Meinen ersten Kontakt mit „Alien“ hatte ich im zarten Alter von vielleicht 12 oder 13 Jahren. Es war der Geburtstag meines Vaters und während meine Eltern feierten, hatte ich mit ein paar Freunden den alten Fernseher im Keller belagert. Ich weiß heute noch, dass der Film um 22 Uhr auf ARD oder ZDF lief und ich bereits während der Eröffnungstitel sichtlich nervös war. Damals hatte ich noch keinen Kontakt zu Horrorfilmen und es war in mehrerer Hinsicht eine Premiere. Den Film habe ich zu diesem Zeitpunkt auch nicht zu Ende gesehen, öfter das Zimmer verlassen und mich abgelenkt. Es sollte jedoch eines der prägendsten Filmerlebnisse meiner Jugend werden.

Wann ich „Alien“ dann zum ersten Mal komplett sah, kann ich heute nicht mehr sagen. Ich weiß jedoch, dass es mich große Überwindung gekostet hat, mich zu einer Sichtung durchzuringen. Auch heute noch gibt es kaum einen zweiten Film, der mich trotz unzähliger Sichtungen die Spannung körperlich so sehr spüren lässt, wie Ridley Scotts bahnbrechender Sci-Fi-Horror. Neben unzähligen TV-Ausstrahlungen, ist die „Alien“-Tetralogie wohl auch die einzige Reihe, welche ich bei einem Videoabend komplett an einem Stück gesehen und von der ich bisher alle erhältlichen DVD-Fassungen besessen habe. Allein dies sollte den Stellenwert der Filme – und besonders des ersten Teils – für mich deutlich machen.

Zum Thema Schnittfassungen sei gesagt, dass mir beide Versionen nahezu gleich gut gefallen. Der Kinocut ist mir bereits in Fleisch und Blut übergegangen und demnach kann ich nichts mehr daran kritisieren. Er ist perfekt. Ridley Scotts 2003er Director’s Cut habe ich bisher erst zweimal gesehen und er erscheint mir heute moderner und mitreißender. Einige Straffungen machen durchaus Sinn und ich liebe manche der neuen Szenen, wenngleich ich andere lieber nicht in dem Film gesehen hätte. Wie man es auch dreht und wendet: Der Film funktioniert in beiden Fassungen und keine lässt den Film komplett anders wirken. Ich für meinen Teil freue mich über die Abwechslung und entscheide mich vor jeder Sichtung aufs Neue.

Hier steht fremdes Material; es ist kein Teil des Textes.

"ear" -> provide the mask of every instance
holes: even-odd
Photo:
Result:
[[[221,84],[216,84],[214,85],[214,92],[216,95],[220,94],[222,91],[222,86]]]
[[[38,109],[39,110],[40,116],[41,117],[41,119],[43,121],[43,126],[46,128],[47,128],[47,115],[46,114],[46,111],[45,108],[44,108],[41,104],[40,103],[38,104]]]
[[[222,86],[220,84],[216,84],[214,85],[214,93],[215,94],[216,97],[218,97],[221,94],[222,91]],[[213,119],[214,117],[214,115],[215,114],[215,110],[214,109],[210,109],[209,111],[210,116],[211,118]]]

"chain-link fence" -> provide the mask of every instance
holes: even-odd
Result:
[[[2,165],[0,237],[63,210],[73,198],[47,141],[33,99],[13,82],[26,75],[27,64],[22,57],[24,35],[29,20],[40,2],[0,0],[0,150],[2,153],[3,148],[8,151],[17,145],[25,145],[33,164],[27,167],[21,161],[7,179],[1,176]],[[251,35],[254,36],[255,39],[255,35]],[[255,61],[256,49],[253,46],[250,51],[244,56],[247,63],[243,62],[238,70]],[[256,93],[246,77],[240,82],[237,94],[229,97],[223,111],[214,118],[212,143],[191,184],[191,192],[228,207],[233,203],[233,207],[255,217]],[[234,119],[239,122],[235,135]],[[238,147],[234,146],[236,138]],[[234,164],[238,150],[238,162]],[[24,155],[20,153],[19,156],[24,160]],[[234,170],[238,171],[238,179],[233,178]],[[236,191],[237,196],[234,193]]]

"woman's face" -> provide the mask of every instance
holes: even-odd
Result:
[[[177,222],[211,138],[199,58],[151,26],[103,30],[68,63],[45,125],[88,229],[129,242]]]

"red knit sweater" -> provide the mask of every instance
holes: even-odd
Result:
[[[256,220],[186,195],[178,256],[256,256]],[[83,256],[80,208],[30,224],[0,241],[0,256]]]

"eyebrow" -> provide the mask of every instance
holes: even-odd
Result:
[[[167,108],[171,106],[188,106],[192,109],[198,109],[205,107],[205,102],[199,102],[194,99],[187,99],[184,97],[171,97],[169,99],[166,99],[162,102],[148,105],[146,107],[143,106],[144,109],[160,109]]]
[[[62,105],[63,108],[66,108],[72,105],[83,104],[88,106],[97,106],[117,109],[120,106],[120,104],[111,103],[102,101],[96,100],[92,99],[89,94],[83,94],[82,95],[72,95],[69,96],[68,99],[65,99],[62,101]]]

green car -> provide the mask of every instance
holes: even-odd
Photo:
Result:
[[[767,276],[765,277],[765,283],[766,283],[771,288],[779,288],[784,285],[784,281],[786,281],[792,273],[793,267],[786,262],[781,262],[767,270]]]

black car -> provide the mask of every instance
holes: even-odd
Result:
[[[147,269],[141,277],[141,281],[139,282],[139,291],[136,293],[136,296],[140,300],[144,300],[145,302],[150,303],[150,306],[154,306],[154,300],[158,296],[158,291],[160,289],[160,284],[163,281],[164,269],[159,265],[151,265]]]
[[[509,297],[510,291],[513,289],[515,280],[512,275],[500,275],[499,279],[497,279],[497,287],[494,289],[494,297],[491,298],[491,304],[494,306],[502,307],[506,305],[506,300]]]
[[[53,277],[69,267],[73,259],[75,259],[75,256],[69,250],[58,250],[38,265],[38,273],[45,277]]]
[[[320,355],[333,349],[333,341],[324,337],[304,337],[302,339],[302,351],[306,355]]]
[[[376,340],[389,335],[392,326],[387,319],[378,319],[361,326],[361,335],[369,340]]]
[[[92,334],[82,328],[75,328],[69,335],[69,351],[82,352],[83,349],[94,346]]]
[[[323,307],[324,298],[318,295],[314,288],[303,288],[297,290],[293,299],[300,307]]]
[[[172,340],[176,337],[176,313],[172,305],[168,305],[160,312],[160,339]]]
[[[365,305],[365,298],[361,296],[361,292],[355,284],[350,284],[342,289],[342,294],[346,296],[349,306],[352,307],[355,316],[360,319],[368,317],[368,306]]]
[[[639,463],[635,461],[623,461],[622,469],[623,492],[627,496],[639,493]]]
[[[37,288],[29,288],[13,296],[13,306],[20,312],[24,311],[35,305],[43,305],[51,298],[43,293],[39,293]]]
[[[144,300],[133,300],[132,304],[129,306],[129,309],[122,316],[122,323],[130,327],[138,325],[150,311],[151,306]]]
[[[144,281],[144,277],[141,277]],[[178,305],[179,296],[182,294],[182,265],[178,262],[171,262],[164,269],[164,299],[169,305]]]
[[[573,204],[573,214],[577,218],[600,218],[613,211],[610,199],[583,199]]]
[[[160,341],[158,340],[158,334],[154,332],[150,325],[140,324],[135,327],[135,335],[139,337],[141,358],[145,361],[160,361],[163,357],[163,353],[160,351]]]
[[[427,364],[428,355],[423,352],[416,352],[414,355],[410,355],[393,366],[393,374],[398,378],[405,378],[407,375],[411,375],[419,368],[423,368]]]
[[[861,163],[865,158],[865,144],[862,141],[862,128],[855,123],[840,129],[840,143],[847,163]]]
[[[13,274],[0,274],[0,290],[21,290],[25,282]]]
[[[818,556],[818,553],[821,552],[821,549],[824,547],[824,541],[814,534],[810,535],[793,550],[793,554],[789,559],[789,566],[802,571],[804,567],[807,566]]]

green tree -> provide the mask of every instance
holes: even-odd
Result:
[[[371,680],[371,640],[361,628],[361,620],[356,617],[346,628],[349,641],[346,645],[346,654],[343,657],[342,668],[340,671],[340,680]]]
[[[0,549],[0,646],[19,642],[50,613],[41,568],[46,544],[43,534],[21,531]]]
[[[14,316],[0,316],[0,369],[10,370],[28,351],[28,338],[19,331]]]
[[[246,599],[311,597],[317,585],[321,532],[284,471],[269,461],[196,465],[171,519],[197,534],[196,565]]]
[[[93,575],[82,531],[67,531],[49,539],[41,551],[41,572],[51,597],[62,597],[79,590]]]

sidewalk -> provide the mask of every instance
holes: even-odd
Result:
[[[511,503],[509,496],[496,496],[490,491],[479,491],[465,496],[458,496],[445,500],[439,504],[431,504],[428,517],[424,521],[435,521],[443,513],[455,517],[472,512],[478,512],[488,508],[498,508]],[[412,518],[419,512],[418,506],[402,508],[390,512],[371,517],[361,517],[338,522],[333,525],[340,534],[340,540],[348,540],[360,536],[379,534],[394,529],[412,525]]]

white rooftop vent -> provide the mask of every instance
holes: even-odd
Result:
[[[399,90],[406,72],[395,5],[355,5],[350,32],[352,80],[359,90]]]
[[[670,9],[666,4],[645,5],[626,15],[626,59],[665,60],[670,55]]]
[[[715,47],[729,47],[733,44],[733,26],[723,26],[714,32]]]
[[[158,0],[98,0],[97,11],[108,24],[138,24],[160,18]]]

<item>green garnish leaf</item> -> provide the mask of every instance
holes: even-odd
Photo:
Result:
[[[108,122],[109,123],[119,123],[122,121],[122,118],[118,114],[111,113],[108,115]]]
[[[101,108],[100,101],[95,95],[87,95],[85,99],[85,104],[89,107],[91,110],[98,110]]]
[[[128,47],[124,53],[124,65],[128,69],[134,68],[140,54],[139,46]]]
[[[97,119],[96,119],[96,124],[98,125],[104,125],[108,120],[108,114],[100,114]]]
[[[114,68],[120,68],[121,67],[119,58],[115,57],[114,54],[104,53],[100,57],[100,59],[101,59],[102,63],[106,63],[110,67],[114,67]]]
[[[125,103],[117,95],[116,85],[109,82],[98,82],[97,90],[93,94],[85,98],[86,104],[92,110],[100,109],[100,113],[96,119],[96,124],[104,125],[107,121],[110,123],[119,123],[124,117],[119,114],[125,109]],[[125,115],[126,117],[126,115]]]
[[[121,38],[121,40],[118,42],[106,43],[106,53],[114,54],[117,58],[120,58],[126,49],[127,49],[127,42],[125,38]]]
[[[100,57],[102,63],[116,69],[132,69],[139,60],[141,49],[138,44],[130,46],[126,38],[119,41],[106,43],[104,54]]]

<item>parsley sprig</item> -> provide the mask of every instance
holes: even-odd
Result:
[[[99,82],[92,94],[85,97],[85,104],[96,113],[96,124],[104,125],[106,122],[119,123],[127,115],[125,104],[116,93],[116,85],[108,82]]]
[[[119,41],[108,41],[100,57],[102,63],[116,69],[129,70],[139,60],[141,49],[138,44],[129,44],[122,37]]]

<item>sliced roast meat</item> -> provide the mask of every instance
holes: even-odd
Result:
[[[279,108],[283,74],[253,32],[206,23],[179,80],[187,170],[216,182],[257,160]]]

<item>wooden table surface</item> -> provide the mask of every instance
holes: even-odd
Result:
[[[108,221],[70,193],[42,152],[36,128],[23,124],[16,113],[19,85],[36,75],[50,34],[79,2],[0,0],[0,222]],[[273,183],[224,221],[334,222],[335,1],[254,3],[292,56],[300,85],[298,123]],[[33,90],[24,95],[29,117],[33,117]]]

Noch mehr als bei den vorhergehenden Sichtungen, ist mir gestern der perfekte Aufbau des Films aufgefallen. Von der ersten Sekunde an wird Ellen Ripley als rational handelnder Charakter eingeführt, der weiter denkt als alle anderen, eher emotional getriebenen Charaktere. Nicht nur hat Ridley Scott in „Alien“ somit einen weiblichen Actionhelden etabliert, es wurde zudem noch mit der typischen Rollenverteilung gebrochen: Hätte Ripley die Crew überzeugen können, Kane nicht an Bord zu holen, wäre die Situation gleich zu Beginn entschärft worden und es hätte keinen Alienangriff gegeben.

Weiterhin bemerkenswert ist die Tatsache, dass man das von H. R. Giger perfekt gestaltete Alien nie wirklich zu Gesicht bekommt. Zumindest fast nie. Vor dem Angriff auf Brett sieht man es allerdings für ein paar Sekunden in voller Pracht, ohne jedoch zu wissen, dass man es überhaupt sieht. Eine wahrlich meisterhafte Einstellung, die belegt, dass manche Filme tatsächlich mit jeder Sichtung wachsen. In die gleiche Kerbe schlägt das Finale: Ripley – und somit auch der Zuschauer – hat alles überstanden und fühlt sich dementsprechend sicher. Sie zieht ihren Kampfanzug aus und steht, verletzlicher denn je, in ihrer Unterwäsche vor uns. Das Adrenalin ist aus der Blutbahn verschwunden und was folgt ist beinahe schon apathische Entspannung – doch plötzlich bricht das unbeschreibbare Grauen in diesem Moment der größten Verletzbarkeit über Ripley (und somit den Zuschauer, der sich nun ebenfalls in Sicherheit wähnt) herein. Wohl eines der mitreißendsten finalen Szenen der Filmgeschichte.

Ich könnte nun noch stundenlang über Jerry Goldsmiths eindringlichen Score, die prägnanten Soundeffekte, das zeitlose Set- und Kreaturendesign sowie die schauspielerischen Glanzleistungen (insbesondere von Sigourney Weaver) schreiben. Doch weiß ich, dass bestimmt 99% meiner Leser den Film bereits kennen und ebenso lieben, wie ich selbst. Dem übrig gebliebenen 1% kann ich nur sagen: Geht raus und kauft euch die fantastischen Blu-rays. Ihr werdet ein Filmerlebnis haben, das ihr nie vergessen werdet: 10/10 Punkte.

Prädikat: Lieblingsfilm

77 Gedanken zu “Alien: Das unheimliche Wesen aus einer fremden Welt – Director’s Cut (1979)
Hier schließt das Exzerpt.